The last sentence is something we haven't discussed yet smile

-- PaulHarvey - 01 Jul 2010

That is an interesting idea smile - some people won't want the TML newlines shown, so I suggest there should be a toggle-control for showing or hiding these things - similar to many word-processor's fancy "paragraph-P" button.

BTW - We can store details about the amount of whitespace via JSON in a span's style attribute - that survives a round-trip through TMCE.

Rich - I would value your feedback on this idea, so I've marked this task "waiting for [your] feedback".

I am also raising this from "Low" to "Normal". It bugs me smile

-- MichaelTempest - 18 Jul 2010

First, thanks to everyone for paying attention to this and working to find a solution that meets both the needs of WYSIWYG and TML users.

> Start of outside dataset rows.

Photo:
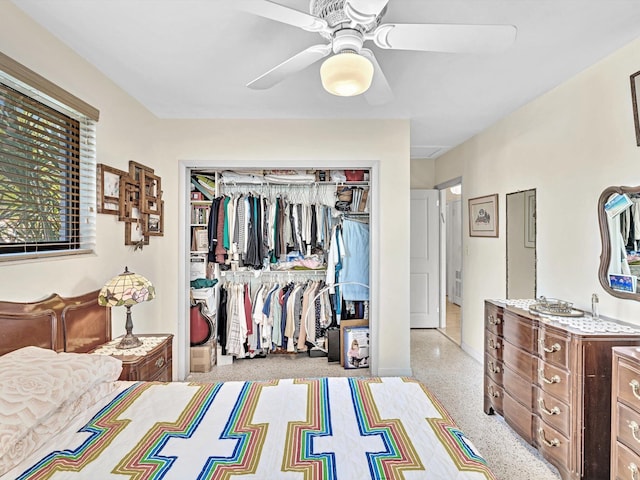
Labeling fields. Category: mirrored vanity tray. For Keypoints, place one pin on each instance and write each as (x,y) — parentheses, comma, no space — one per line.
(582,322)
(555,307)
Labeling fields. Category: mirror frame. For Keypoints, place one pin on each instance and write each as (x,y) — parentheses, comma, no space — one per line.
(605,256)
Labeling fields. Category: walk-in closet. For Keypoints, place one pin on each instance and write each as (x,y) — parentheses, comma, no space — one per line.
(279,265)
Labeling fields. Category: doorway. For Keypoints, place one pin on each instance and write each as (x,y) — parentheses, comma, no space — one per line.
(451,259)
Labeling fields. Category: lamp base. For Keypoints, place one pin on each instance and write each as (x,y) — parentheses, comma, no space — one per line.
(129,341)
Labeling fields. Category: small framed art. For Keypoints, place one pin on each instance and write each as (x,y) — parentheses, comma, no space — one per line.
(483,216)
(108,188)
(154,222)
(134,234)
(356,347)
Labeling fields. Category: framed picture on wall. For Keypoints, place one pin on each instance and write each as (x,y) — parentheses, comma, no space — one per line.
(530,219)
(108,188)
(483,216)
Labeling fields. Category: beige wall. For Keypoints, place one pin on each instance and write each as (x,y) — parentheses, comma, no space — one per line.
(124,132)
(423,173)
(127,131)
(569,144)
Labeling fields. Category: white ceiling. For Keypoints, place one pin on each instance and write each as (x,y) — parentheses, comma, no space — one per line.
(193,58)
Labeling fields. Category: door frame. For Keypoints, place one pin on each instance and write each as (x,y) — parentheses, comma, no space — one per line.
(443,251)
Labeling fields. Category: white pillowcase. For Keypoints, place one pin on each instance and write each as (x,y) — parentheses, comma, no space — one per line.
(36,384)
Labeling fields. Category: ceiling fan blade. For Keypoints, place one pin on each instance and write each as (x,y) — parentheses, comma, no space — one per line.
(379,92)
(293,65)
(280,13)
(364,11)
(445,38)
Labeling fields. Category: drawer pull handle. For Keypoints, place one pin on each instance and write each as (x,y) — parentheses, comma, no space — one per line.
(493,368)
(634,430)
(635,387)
(492,392)
(554,379)
(553,443)
(554,348)
(553,411)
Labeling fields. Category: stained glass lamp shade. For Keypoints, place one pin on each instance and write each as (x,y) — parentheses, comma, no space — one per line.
(127,290)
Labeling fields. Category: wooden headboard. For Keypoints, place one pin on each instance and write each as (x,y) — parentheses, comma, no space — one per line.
(75,324)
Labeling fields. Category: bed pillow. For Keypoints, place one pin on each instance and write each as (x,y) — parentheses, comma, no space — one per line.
(52,425)
(35,382)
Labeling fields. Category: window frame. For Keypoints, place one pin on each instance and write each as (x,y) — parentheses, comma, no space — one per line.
(81,222)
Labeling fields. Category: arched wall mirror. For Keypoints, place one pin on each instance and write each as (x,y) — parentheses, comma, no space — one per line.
(521,244)
(619,219)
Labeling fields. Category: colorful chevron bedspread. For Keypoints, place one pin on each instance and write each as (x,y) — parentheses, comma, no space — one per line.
(325,428)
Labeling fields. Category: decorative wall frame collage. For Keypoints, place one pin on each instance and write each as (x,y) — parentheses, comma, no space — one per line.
(136,197)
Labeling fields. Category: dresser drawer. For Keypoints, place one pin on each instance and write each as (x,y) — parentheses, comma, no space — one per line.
(493,319)
(493,345)
(553,380)
(154,367)
(627,388)
(519,361)
(518,417)
(628,428)
(553,446)
(493,395)
(553,347)
(518,331)
(519,388)
(552,411)
(626,464)
(493,368)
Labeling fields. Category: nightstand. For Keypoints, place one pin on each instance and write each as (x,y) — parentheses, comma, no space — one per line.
(149,362)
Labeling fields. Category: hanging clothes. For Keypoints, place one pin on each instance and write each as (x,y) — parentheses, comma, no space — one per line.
(355,269)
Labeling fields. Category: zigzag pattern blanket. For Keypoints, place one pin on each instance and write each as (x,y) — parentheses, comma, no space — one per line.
(312,429)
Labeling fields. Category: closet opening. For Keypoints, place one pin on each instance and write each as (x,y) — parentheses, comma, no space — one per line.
(278,262)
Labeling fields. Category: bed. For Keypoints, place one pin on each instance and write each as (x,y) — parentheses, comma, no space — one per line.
(64,415)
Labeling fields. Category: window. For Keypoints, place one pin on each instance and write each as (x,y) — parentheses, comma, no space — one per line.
(47,173)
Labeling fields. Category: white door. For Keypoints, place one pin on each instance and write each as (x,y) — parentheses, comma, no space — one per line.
(424,277)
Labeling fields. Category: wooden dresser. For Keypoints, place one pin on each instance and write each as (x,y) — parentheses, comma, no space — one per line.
(550,378)
(152,363)
(625,414)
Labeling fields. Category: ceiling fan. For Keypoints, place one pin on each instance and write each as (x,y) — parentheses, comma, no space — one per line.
(348,24)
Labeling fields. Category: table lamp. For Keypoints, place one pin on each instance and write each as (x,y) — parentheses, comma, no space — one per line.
(127,289)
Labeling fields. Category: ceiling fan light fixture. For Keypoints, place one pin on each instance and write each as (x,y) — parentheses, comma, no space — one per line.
(346,74)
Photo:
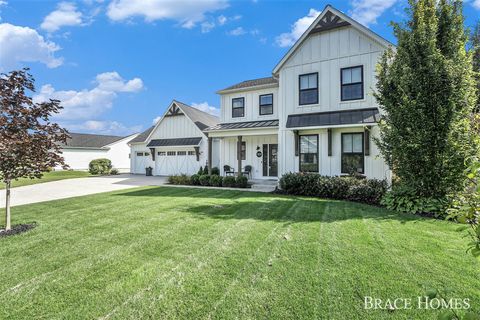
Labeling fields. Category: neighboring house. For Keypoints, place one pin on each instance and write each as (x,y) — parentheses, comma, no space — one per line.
(176,144)
(316,114)
(81,148)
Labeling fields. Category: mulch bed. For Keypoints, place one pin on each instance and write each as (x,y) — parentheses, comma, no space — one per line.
(17,229)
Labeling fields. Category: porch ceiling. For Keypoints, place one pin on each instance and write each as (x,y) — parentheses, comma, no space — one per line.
(334,118)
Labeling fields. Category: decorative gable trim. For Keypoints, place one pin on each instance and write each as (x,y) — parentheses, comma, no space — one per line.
(328,22)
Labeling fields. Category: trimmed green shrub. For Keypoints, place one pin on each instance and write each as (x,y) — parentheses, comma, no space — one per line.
(204,180)
(216,181)
(350,188)
(241,182)
(195,180)
(406,200)
(229,181)
(100,166)
(179,180)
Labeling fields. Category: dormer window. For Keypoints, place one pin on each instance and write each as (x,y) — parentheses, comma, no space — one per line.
(352,83)
(266,104)
(238,107)
(308,84)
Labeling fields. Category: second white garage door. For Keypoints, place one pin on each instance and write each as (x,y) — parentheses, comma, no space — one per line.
(174,162)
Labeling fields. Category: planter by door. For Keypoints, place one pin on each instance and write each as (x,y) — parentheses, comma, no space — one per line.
(270,160)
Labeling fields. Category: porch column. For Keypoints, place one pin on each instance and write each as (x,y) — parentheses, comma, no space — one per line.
(239,155)
(210,140)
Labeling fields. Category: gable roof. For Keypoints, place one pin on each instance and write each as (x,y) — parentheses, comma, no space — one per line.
(142,136)
(200,118)
(329,19)
(267,81)
(86,140)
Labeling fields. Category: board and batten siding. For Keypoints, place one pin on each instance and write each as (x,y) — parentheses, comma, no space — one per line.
(252,105)
(176,127)
(327,53)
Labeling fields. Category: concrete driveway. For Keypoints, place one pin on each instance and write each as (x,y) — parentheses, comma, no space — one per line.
(77,187)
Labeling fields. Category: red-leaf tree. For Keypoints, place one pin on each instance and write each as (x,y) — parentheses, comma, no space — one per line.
(29,142)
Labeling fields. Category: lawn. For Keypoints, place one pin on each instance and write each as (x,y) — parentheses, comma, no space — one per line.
(49,176)
(164,252)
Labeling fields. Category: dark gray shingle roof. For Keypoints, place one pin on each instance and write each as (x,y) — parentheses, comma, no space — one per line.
(244,125)
(252,83)
(175,142)
(85,140)
(333,118)
(142,136)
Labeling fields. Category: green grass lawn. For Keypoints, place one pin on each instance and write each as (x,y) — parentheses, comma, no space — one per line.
(49,176)
(164,252)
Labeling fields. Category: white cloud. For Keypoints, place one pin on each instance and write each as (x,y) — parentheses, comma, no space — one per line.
(66,14)
(89,104)
(205,107)
(367,11)
(298,28)
(237,32)
(476,4)
(102,127)
(23,44)
(187,12)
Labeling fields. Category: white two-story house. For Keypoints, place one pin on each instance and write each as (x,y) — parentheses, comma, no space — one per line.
(315,114)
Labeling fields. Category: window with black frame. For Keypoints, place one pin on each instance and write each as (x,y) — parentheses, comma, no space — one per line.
(352,83)
(309,153)
(266,104)
(308,84)
(238,107)
(352,153)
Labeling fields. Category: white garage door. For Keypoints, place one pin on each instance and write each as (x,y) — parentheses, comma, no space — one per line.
(172,162)
(141,162)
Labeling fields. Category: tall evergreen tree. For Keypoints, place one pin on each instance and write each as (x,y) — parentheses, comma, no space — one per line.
(426,89)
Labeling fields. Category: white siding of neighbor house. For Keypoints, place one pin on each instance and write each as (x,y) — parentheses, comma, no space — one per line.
(176,127)
(327,53)
(252,108)
(117,152)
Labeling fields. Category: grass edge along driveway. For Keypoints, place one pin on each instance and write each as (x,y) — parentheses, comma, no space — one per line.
(162,252)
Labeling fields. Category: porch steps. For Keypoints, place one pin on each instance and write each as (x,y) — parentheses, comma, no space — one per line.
(263,185)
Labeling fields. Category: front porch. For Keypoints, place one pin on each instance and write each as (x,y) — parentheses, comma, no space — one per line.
(252,151)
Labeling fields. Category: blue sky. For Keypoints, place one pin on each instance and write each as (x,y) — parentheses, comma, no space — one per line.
(117,64)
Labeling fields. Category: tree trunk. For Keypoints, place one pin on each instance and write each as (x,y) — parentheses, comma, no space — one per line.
(7,207)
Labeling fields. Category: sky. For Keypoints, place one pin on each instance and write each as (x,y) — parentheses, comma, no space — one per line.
(117,64)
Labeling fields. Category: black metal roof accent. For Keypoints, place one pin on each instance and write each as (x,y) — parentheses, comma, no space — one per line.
(333,118)
(252,83)
(244,125)
(179,142)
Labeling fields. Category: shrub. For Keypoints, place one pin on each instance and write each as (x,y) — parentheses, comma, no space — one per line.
(405,199)
(350,188)
(204,180)
(216,181)
(179,180)
(195,180)
(241,182)
(229,181)
(100,166)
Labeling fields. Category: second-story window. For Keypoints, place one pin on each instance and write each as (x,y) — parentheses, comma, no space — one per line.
(308,88)
(238,107)
(352,83)
(266,104)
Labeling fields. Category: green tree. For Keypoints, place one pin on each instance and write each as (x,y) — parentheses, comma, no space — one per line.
(426,89)
(475,42)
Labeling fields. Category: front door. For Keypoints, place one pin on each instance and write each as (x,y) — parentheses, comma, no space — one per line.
(270,160)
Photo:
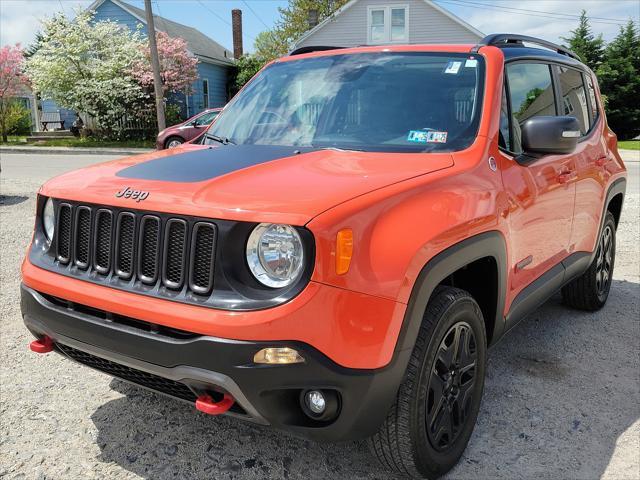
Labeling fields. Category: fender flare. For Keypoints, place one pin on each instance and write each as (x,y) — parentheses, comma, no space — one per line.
(487,244)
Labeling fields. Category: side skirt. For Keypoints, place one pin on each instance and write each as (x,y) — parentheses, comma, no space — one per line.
(559,275)
(541,289)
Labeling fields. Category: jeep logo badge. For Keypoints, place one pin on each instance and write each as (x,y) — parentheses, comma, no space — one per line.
(136,195)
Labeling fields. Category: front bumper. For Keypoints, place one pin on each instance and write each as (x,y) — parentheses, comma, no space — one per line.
(184,365)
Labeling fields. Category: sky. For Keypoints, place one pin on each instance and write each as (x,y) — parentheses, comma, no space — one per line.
(548,19)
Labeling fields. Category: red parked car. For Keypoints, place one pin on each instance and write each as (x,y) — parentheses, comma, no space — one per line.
(188,130)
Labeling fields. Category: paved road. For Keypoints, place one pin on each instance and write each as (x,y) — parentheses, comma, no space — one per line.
(562,397)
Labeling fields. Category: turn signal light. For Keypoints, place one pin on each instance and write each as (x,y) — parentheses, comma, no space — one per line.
(278,356)
(344,250)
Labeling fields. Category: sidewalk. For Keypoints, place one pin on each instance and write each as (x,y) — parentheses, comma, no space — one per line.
(73,150)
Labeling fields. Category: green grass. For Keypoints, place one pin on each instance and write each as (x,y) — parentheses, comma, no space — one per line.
(81,142)
(629,144)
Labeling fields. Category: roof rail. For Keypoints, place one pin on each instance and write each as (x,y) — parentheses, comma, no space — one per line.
(503,39)
(319,48)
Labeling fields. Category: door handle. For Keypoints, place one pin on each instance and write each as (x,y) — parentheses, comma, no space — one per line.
(565,177)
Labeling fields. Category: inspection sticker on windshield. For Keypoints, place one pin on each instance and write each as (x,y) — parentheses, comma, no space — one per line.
(453,67)
(421,136)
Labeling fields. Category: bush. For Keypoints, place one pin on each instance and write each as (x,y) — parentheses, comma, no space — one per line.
(15,118)
(172,114)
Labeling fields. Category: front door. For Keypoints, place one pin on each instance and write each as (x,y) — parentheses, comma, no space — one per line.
(541,193)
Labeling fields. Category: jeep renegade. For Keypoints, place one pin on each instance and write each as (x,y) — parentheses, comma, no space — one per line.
(335,254)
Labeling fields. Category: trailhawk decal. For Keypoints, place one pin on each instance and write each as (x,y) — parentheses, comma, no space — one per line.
(208,163)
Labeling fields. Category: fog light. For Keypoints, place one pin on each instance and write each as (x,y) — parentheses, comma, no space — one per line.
(315,401)
(278,356)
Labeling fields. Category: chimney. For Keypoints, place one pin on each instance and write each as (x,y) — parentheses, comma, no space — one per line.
(236,27)
(312,18)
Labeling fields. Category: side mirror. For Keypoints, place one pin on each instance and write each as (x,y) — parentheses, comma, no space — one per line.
(550,135)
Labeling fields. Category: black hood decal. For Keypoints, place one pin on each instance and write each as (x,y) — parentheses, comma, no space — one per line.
(205,164)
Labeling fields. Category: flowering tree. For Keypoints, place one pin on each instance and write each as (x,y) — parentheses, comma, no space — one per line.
(86,66)
(177,65)
(12,83)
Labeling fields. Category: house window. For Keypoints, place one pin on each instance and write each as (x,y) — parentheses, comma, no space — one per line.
(205,92)
(388,24)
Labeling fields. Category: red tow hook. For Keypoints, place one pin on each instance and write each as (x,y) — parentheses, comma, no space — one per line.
(42,345)
(205,404)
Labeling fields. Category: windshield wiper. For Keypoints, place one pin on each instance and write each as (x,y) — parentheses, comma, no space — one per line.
(215,138)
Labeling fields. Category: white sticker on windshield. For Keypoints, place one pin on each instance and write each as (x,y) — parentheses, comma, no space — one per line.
(421,136)
(437,137)
(453,67)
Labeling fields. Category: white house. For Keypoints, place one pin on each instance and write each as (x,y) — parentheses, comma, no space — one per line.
(375,22)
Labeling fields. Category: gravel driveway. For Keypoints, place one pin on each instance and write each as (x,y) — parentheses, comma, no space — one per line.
(562,397)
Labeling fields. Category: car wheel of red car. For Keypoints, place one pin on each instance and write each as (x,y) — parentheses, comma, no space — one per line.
(591,290)
(173,142)
(429,426)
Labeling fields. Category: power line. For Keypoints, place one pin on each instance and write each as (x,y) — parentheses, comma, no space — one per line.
(533,13)
(256,15)
(572,15)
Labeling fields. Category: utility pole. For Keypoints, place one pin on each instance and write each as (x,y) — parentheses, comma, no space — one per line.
(155,64)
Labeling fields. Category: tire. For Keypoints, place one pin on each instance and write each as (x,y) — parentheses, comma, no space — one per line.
(403,443)
(173,142)
(591,290)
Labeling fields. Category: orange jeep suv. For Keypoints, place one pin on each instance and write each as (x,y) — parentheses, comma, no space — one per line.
(335,254)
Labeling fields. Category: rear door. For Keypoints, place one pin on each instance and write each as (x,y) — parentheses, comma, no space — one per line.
(541,193)
(579,100)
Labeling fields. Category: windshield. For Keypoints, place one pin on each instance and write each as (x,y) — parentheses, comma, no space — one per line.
(371,102)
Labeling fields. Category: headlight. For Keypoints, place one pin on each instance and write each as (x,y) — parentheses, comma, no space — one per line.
(49,219)
(275,254)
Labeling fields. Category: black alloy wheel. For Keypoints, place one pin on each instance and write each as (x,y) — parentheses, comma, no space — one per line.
(450,390)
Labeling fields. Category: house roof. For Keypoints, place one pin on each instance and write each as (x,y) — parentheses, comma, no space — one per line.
(199,44)
(350,3)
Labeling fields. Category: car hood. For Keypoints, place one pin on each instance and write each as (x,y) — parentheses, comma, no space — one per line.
(245,182)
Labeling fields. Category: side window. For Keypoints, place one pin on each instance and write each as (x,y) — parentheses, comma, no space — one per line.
(206,119)
(593,99)
(531,95)
(574,97)
(505,135)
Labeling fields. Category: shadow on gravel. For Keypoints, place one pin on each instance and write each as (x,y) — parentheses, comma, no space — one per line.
(8,200)
(560,391)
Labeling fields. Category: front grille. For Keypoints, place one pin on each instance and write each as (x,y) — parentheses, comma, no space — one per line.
(149,247)
(175,242)
(83,236)
(137,248)
(64,233)
(154,382)
(125,243)
(203,245)
(102,241)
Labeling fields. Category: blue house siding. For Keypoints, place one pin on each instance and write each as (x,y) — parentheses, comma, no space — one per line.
(217,76)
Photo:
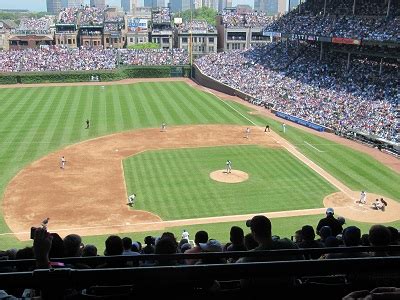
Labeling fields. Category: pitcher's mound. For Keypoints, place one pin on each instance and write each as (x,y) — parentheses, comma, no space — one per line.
(235,176)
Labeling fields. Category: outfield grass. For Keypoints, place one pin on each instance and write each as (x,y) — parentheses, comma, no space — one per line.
(175,184)
(35,121)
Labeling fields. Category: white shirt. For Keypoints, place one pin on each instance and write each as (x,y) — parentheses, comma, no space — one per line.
(185,235)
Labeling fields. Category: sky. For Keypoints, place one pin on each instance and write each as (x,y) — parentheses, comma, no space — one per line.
(40,5)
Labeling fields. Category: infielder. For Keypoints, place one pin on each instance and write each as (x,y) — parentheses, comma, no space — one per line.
(247,132)
(131,199)
(228,166)
(62,162)
(363,197)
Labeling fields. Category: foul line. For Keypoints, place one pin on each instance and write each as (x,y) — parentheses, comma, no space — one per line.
(313,147)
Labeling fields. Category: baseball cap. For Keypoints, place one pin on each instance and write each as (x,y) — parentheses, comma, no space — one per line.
(259,224)
(211,246)
(330,211)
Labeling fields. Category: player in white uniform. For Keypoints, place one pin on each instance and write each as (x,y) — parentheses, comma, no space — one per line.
(363,197)
(131,199)
(62,162)
(185,235)
(247,133)
(228,166)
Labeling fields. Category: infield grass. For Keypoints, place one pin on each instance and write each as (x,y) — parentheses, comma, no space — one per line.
(35,121)
(175,184)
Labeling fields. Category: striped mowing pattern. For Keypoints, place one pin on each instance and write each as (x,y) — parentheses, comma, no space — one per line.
(175,184)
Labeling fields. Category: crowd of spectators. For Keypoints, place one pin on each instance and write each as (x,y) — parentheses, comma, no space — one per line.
(368,22)
(254,19)
(153,57)
(58,58)
(33,26)
(296,82)
(91,16)
(329,232)
(195,25)
(163,15)
(68,15)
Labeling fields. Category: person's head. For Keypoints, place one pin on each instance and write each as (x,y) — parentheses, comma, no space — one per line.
(89,250)
(72,245)
(394,240)
(332,241)
(365,240)
(379,235)
(149,240)
(342,220)
(260,227)
(236,235)
(57,246)
(325,232)
(114,246)
(166,245)
(330,212)
(250,242)
(308,233)
(127,243)
(185,247)
(201,237)
(212,245)
(352,236)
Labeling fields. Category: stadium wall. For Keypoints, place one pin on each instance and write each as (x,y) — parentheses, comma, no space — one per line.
(102,75)
(206,81)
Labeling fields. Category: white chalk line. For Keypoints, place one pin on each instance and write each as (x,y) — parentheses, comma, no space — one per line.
(313,147)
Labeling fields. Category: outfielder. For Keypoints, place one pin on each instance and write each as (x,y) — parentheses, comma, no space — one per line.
(62,162)
(228,166)
(247,132)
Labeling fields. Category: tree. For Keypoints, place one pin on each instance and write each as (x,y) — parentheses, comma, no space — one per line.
(203,13)
(145,46)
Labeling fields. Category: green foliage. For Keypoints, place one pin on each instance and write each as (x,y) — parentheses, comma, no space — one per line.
(203,13)
(277,182)
(8,78)
(145,46)
(17,16)
(84,76)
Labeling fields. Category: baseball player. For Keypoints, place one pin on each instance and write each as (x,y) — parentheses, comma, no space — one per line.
(185,235)
(228,166)
(247,132)
(363,197)
(131,199)
(62,162)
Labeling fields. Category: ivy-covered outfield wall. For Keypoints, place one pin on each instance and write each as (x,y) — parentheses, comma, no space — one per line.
(103,75)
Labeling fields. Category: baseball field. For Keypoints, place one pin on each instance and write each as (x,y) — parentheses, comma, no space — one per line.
(289,176)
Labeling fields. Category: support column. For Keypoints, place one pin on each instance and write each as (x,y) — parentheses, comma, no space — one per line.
(321,51)
(388,10)
(348,61)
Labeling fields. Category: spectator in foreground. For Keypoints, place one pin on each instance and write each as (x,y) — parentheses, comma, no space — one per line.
(200,237)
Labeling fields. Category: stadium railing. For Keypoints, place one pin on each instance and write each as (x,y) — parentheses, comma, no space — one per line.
(360,273)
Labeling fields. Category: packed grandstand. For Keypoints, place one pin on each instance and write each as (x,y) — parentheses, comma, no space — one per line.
(339,86)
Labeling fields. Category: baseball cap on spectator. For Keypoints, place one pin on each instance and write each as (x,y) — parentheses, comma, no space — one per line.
(211,246)
(259,225)
(342,220)
(330,211)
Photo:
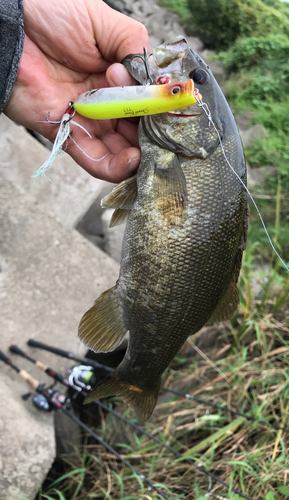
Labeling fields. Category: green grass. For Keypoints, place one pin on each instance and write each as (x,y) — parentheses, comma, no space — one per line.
(246,368)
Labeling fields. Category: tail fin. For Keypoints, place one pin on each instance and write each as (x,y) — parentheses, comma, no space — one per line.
(142,402)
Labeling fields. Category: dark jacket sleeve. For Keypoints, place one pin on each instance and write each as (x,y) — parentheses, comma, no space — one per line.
(11,45)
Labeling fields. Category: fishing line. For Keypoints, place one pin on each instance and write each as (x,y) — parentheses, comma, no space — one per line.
(93,159)
(56,376)
(63,134)
(206,109)
(67,354)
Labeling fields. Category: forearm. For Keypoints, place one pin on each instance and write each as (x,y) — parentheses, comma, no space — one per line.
(11,46)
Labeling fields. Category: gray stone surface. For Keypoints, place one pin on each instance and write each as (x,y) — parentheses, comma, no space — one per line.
(50,275)
(71,190)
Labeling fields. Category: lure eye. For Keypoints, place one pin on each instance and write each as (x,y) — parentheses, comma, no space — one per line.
(199,76)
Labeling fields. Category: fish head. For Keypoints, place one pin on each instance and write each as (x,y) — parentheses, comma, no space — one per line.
(188,130)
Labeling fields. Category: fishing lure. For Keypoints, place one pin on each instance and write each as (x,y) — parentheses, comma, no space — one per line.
(126,102)
(119,102)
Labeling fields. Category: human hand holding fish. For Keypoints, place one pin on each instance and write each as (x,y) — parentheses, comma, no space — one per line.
(70,48)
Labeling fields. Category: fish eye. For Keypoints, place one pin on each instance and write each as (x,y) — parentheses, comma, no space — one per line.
(199,76)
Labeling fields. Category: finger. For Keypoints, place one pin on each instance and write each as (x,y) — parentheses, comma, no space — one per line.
(113,168)
(121,160)
(118,76)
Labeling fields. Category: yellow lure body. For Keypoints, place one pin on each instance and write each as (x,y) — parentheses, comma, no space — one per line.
(126,102)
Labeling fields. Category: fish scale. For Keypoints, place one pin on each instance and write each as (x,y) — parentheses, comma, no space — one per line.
(184,237)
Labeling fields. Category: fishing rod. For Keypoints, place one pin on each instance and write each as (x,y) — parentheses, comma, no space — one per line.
(224,409)
(58,401)
(69,355)
(52,373)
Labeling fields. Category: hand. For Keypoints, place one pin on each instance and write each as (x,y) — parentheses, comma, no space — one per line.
(69,48)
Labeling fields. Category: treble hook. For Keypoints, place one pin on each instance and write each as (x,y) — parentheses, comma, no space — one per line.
(144,59)
(70,111)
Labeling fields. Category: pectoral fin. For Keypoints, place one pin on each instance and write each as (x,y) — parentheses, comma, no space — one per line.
(170,189)
(122,198)
(142,402)
(102,327)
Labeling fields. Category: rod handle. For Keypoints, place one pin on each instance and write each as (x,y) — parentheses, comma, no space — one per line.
(55,350)
(29,380)
(17,350)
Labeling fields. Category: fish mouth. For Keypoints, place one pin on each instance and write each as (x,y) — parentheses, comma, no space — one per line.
(182,115)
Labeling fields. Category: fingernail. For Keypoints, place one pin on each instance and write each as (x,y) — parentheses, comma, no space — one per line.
(132,164)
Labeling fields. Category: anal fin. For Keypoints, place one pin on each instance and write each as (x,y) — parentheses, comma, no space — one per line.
(102,327)
(142,402)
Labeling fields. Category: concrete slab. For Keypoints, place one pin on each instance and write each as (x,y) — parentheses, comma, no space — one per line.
(71,190)
(49,277)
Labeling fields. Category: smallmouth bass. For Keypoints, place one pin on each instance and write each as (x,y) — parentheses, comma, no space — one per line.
(184,238)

As I understand it, the proposed change would keep the current behavior for WYSIWYG users, but allow TML users to add single line breaks for formatting. If so, great! My only worry is that existing topics may not be handled properly - do you have a strategy for handling and testing this?

-- RichMorin - 19 Jul 2010

I plan to store the line breaks that do not affect rendering in meta-data in the HTML whilst the topic is being edited. This is intended to protect the TML formatting in existing topics. It would be great if these can be made visible in the WYSIWYG editor, but (to me) that is a nice-to-have.

I have an automated test that loads each topic that ships with Foswiki into the WYSIWYG editor and saves it, and then checks that the TML is the same. As a generalisation, I plan to make this test pass without modifying the topics. I may have to apply <sticky> or <literal> tags in some places, but those should be the exception, not the rule.

Changing status back to "confirmed".

-- MichaelTempest - 20 Jul 2010

Rich - a status update: I have implemented the change I had in mind (details here). It helps for a lot of whitespace, but not for all whitespace. For example, line breaks before and after ---+++ -style headings are still messed up. The change has required that I tweak the TinyMCE configuration, too, otherwise I run afoul of workarounds for Firefox bugs. Nevertheless, it is better than it was smile

I am unwilling to commit this change just before Kenneth tries to create a release candidate for 1.1. The change is too risky to put in shortly before a release. I have attached a diff so that Kenneth may decide if the change should go into 1.1 at all.
  • wysiwyg.diff: Diff for encoding TML whitespace when converting to HTML, and restoring the whitespace when converting back to TML
  • tmce.diff: Change to TinyMCEPlugin so that it is possible to delete the span-with-one-space in Firefox

-- MichaelTempest - 03 Sep 2010

This is planned for 1.1.1. We might release (on the Extensions web) versions of TinyMCEPlugin and WysiwygPlugin that contain this fix before the release of 1.1.1.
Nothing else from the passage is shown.